Hilfe bei Einsamkeit
Ein grosses und stetig zunehmendes Thema ist die Einsamkeit, nicht nur bei Senior:innen, dort jedoch in erhöhtem Mass. Egal ob noch allein in einer Wohnung oder in einem Alterszentrum: das fehlende soziale Netz, Familie, die wenig Zeit hat, weiter weg lebt oder nicht mehr vorhanden ist, Freunde und Bekannte die „wegsterben“. Die zunehmende Schnelllebigkeit und gesundheitliche Einschränkungen verstärken das Gefühl der Einsamkeit.
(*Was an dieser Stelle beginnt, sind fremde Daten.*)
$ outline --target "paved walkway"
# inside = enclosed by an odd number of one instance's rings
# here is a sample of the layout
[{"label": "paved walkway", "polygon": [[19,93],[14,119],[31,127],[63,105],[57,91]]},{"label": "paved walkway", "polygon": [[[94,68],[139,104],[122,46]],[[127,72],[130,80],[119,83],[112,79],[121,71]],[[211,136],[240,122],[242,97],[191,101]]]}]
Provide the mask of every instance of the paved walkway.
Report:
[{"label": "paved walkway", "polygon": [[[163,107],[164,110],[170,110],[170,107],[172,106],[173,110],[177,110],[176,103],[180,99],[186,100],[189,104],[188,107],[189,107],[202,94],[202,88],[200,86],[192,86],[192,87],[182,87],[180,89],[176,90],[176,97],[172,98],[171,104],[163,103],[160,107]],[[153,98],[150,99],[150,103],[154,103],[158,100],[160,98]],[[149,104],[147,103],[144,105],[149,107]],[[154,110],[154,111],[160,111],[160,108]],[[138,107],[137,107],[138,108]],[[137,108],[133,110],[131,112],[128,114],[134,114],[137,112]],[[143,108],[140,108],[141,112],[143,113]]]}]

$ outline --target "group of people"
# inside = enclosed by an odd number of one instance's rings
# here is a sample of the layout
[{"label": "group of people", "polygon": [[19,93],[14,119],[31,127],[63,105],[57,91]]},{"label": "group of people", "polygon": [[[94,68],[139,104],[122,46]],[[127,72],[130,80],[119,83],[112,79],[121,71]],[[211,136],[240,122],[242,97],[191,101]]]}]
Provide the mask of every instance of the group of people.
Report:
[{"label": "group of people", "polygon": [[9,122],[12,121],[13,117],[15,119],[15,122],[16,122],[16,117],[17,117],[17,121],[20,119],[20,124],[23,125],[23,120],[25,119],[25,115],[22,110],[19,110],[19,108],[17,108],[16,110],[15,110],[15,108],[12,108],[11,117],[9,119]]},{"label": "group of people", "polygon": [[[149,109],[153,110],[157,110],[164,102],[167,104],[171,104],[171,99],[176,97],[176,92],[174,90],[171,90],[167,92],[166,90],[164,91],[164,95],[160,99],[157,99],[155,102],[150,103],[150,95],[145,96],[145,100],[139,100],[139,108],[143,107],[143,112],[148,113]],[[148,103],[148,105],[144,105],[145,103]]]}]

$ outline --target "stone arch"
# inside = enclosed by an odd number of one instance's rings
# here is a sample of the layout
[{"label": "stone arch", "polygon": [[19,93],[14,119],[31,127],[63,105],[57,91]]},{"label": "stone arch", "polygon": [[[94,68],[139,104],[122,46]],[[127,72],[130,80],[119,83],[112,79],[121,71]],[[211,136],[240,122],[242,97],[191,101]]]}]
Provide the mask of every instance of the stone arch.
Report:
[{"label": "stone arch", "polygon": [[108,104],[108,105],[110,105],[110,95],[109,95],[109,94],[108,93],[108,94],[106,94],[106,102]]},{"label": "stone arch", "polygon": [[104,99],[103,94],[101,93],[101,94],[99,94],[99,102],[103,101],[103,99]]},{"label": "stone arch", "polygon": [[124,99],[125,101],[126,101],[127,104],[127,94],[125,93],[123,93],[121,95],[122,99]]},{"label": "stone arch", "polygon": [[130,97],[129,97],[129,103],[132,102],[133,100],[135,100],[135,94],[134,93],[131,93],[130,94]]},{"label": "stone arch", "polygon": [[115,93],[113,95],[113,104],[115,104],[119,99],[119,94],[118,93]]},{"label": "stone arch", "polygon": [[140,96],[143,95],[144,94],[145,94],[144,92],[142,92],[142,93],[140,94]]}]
Zum Glück wird dies vermehrt enttabuisiert und die Menschen trauen sich früher, sich zu melden, wenn auch oft erst mit einem „Vorwand“ und dem Wunsch nach Unterstützung beim Einkaufen, wobei sich dann schnell zeigt, dass der anschliessende gemeinsame Kaffee mit Gespräch viel wichtiger ist. 

Motivation der Freiwilligen
Oft ist der Wunsch nach Zugehörigkeit der Motivator, sich als Freiwillige:r zu engagieren, ebenso wie das Bedürfnis nach Sinn und sich nützlich zu machen. Freiwilligenarbeit hilft, sich im Quartier zu vernetzen, da dies in der Berufstätigkeit zu kurz kam. Nebst den Einsätzen mit „ihrem Nutzer:in“ bietet diese Aufgabe die Möglichkeit, Gleichgesinnte kennen zu lernen und an den Freiwilligen-Weiterbildungen und -anlässen Inspiration und Austausch zu geniessen. Es gibt Sicherheit, zu wissen, dass man im Notfall selbst auch um Unterstützung fragen kann. Zudem wird geschätzt, dass jede:r selbst bestimmen kann, welcher Einsatz für ihn/sie passt. Eine Freiwillige brachte ihre Motivation wie folgt auf den Punkt: «Ich habe Austausch mit Menschen, denen ich sonst nie begegnen würde und kann echte Hilfe leisten.»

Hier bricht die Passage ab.